The problem is, they are not tackling inflation the way they should be.
There are two schools of thought on what a central banks job should actually be in setting monetary policy.
One is that central banks should go for growth (and other more nebulous targets) and try to kick start the collapsing growth in their economies by lowering interest rates.
This ignores the reality that Japan has had low to zero interest rates for 10 years, and sadly, no resulting growth.
Equally it ignores the fact that New Zealand has had the highest interest rates in the western world for a number of years and has had reasonable growth, only slowing this year as global growth tumbled on the back of the credit crisis.
So it is plain that the level of interest rates is not necessarily a driver of the level of growth in an economy. Growth is a function of many elements; the relative level of interest rates does not solely drive it.
Consumer confidence, wage rates, tax rates, government policies, property values, exchange rates, the level of productivity, these and many other factors all contribute to drive growth pressures.
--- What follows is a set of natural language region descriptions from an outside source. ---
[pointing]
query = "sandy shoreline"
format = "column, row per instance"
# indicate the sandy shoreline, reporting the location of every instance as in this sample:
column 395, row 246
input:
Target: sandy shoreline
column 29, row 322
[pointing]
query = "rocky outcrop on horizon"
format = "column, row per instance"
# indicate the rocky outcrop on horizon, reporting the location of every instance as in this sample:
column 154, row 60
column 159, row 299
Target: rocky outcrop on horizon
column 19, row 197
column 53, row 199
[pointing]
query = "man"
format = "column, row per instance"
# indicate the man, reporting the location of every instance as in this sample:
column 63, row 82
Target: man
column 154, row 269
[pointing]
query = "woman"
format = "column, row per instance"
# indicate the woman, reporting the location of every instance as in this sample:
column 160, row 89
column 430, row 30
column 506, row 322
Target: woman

Central banks who ignore inflation and change interest rates to target growth do so at their peril.
Recent examples are the US, New Zealand and maybe, Australia.
The second school of thought, and my preference, is that central banks should solely focus on inflation and nothing else. The level of interest rates is set to control inflationary pressures, be they primary as in oil and food shocks, or secondary in transport cost increases and plastic prices increases, to name but a couple of obvious ones. In my view, the job of a central bank is to control inflation, even, if necessary, through a recession. (By the way, a recession does NOT necessarily mean no inflation).
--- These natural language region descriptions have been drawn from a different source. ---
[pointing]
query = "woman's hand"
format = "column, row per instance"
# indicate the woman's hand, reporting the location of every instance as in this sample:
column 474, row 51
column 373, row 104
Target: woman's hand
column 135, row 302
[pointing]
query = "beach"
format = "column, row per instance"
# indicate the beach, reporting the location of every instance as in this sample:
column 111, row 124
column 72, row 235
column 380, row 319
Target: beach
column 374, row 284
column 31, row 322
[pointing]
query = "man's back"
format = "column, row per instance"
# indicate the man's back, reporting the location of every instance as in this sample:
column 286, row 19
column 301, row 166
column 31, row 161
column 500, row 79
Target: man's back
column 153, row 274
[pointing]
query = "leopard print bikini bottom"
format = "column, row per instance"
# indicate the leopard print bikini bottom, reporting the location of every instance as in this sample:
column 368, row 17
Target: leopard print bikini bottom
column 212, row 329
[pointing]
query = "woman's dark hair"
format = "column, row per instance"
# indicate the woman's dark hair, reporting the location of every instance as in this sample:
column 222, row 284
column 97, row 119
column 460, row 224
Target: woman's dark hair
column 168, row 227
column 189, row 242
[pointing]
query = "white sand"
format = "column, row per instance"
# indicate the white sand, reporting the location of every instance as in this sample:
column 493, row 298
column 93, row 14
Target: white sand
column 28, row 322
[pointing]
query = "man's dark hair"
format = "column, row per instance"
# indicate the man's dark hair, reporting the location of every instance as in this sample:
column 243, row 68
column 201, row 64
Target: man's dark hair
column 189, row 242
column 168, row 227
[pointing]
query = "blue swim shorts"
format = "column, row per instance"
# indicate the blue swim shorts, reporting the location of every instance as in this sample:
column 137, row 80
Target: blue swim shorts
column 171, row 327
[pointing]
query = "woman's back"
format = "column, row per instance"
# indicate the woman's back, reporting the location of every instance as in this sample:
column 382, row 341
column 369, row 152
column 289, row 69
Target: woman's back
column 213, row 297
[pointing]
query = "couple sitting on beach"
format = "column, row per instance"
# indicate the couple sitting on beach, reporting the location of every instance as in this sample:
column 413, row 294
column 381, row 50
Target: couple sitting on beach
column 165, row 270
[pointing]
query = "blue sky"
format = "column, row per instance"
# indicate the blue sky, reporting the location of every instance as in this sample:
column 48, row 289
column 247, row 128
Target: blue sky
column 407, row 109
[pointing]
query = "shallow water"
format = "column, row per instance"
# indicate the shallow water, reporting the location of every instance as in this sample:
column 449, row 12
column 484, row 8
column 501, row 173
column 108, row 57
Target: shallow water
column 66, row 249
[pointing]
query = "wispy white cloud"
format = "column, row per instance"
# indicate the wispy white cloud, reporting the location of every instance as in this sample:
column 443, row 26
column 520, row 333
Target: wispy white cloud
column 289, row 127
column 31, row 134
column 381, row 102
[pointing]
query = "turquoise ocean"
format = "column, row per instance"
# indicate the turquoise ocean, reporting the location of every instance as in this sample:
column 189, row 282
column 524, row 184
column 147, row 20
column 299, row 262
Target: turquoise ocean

Example: The European Central Bank: probably the best CB in the world.
The US has the excuse in being willful on inflation because of the sub prime disaster and their property meltdown, flowing into the credit crisis. The reality remains that banks lent money to people who could not repay it, over properties that were vastly over priced. It is not the role of a central bank to bail out bad lending decisions. With US inflation at close to 6% and US interest rates at 2%, they have negative real interest rates. This is madness. The price is higher inflation, with recent US data being the highest in 17 years and set to go higher yet.
Here in New Zealand, The Reserve Bank of New Zealand has no such excuse, and lowering interest rates when they are forecasting higher inflation is worse than madness, it is simply not doing their job.
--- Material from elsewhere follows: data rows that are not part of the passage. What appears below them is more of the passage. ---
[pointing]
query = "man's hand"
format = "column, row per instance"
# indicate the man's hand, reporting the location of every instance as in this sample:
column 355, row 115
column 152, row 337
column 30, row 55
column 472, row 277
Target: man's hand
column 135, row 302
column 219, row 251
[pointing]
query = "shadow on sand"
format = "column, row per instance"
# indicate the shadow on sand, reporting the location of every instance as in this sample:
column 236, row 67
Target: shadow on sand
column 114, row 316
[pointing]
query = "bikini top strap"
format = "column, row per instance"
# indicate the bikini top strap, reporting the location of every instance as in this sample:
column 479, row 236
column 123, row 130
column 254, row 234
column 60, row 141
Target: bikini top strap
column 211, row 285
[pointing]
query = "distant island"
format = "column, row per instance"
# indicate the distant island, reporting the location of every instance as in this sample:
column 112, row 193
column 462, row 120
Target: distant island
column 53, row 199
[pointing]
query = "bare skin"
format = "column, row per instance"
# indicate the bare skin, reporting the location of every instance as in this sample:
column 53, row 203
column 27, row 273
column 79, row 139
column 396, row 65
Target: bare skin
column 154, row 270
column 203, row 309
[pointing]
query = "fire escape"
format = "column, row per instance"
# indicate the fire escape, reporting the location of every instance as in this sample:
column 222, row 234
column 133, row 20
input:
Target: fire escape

Governor Alan Bollard is gambling that the slow down in the economy will compensate for the higher (one off) prices feeding through from (principally) higher food and oil prices. He is right to look through these one off impacts.
But he is wrong that secondary inflation pressures will not result. Every company I have spoken to is seeing price increases across the board. Bollard thinks they will not be passed on because of the pressures of falling sales.
I have news and its all bad for the Reserve Bank. Companies would rather sell less at a profit than more at a loss. Everyone is putting up prices to recover margin, and what is worse, people expect prices to go up, so inflationary expectations are rising quickly.
The very thing he is there to defend against is happening, inflationary expectations are rising, and once that rabbit is out of the hat, there is no catching it again without a huge amount of pain.
No growth and high inflation is the fear of any government but sadly, that is where we are headed again.